Re: ccodes and rcodes

Ramesh S. Patil <ramesh@vaxa.isi.edu>
Message-id: <9009181610.AA04210@vaxa.isi.edu>
To: Michael Genesereth <mrg@sunburn.stanford.edu>, Interlingua@vaxa.isi.edu,
        hayes@parc.xerox.com
Reply-To: ramesh@venera.isi.edu
Subject: Re: ccodes and rcodes 
In-Reply-To: Your message of Mon, 17 Sep 90 15:23:59 -0700.
             <CMM.0.88.653610239.mrg@Sunburn.Stanford.EDU> 
Date: Tue, 18 Sep 90 09:10:53 PDT
From: Ramesh S. Patil <ramesh@vaxa.isi.edu>
Mike,

    > Ramesh,
    > On the paradox business.  The comment was intended primarily for those
    > who are concerned about this issue (mostly logicians).  

This I believe is precisely the source of confusion. My argument about
lack of relevance of logical paradox with respect to CCODE is not a
parochial argument.

    > We are not legislating away the expression of such odd-sounding
    > sentences.  What we are doing is guaranteeing that our notiono f
    > interpretation remains complete. For logicians this is very important.

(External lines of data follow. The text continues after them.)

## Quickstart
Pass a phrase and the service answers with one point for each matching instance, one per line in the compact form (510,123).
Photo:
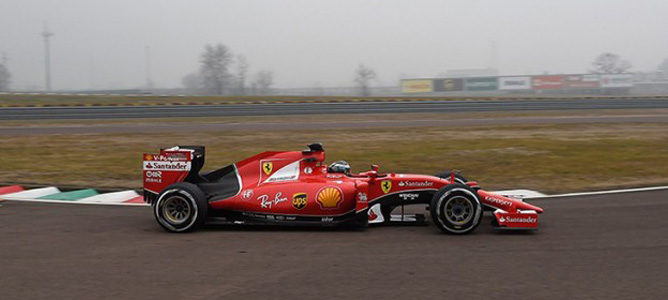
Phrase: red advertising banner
(584,81)
(548,82)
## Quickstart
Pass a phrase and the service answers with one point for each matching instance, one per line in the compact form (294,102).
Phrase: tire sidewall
(442,197)
(195,200)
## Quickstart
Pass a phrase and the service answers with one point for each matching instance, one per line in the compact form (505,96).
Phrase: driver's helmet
(340,166)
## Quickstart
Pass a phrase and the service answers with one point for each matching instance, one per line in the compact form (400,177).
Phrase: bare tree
(363,77)
(4,77)
(263,81)
(663,68)
(610,63)
(192,82)
(214,68)
(242,73)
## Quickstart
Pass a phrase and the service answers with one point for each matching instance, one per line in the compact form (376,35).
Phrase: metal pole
(47,57)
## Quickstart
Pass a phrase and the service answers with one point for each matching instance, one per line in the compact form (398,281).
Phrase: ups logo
(299,200)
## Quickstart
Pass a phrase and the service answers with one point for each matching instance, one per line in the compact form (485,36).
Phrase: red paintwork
(277,183)
(516,219)
(161,170)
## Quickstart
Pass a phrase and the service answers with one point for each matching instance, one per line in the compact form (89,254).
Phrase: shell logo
(329,197)
(267,167)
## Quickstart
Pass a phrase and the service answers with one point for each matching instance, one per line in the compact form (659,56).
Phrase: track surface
(598,247)
(315,125)
(112,112)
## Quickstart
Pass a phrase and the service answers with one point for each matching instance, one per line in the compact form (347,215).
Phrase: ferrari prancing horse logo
(267,167)
(386,186)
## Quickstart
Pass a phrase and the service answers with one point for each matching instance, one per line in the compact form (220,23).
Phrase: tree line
(222,73)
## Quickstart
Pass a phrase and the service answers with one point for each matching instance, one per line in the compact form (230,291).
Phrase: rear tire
(456,209)
(181,207)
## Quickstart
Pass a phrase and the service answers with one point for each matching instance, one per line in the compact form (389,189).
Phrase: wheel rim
(176,210)
(458,210)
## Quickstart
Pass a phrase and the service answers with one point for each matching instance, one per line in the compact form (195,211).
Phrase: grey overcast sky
(100,44)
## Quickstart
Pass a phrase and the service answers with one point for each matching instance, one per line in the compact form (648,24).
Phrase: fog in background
(101,44)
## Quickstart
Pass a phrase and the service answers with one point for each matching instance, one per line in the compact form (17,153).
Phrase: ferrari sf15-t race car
(297,188)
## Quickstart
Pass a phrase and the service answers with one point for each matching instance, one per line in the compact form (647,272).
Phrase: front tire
(181,207)
(456,209)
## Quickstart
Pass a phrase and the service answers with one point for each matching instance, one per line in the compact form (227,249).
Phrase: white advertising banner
(616,80)
(515,83)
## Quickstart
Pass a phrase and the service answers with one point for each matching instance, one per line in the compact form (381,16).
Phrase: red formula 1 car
(296,187)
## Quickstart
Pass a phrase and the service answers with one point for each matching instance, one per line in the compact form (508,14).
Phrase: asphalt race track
(120,112)
(594,247)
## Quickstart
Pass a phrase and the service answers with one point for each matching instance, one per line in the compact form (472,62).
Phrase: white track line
(645,189)
(116,197)
(31,194)
(77,202)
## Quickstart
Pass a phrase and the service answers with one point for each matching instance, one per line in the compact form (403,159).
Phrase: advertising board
(582,81)
(481,84)
(515,83)
(416,86)
(448,85)
(616,80)
(547,82)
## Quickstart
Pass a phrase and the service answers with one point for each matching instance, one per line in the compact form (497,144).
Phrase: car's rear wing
(172,165)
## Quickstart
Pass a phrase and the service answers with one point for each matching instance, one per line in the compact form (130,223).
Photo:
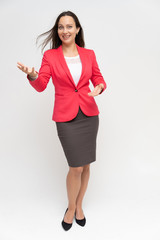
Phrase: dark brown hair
(53,37)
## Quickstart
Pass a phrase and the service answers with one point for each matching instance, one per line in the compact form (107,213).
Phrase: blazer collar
(65,66)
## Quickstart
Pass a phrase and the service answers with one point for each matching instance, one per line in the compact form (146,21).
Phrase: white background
(123,195)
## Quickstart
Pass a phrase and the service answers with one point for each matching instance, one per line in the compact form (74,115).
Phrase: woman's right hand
(29,71)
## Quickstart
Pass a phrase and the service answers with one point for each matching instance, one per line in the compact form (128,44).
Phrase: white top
(75,67)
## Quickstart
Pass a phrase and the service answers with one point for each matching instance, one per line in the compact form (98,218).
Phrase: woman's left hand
(96,91)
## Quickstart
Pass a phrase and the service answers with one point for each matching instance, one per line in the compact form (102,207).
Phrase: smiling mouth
(66,37)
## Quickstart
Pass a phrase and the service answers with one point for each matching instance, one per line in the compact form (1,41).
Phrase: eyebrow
(66,24)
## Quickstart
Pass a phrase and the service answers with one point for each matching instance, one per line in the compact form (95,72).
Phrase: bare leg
(84,183)
(73,186)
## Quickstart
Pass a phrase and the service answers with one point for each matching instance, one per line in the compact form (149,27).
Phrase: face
(67,29)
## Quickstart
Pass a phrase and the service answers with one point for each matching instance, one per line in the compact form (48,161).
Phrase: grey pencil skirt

And how are you going to guarantee completeness and decidability without
limiting "the expression of such odd-sounding sentences"?  Is there some
magic that I am not aware of?

    >  For logicians this is very important.  For mortls like me,
    > it does not really matter.  But I just wanted to assure those guys that
    > this is not going to be a problem.   
    > 
    > mrg

I have been having trouble following arguments for a while.  I believe
the problem is that you seem to take two different positions when
dealing with two different perceived camps.

Now for clarifications:  In my message I was echoing and elaborating on
Pat Hayes's comment (Pat if I misunderstood you, please correct me).
If one considers CCODE then the existence of paradox is not a damning
thing.  Let me re-emphasize my point just this once more:  Chinese,
Spanish, English, Hindi, French all are natural languages much more
widely in use than first order predicate calculus (with or without
quote!!!).  It also suffices to say that each of these languages has a
significant tradition of philosophical literature which attempts to
convey fairly precise and well circumscribed concepts.  I am sure that
in many of these languages people have heard of Russell's paradox too (I
did in Hindi before I was fluent in English) and none of these have
prevented from people communicating with each other or understanding
everyday commonsense concepts or concepts requiring high degree of
precision such as physics or engineering.  Even papers in Journals such
as mathematical logic are written in English aren't they?

How and to what these english (or other natural language) messages get
translated into and how they are used in further reasoning are
legitimate questions and relevant to the issues of RCODE. Computability,
precision, etc. become relevant questions for this.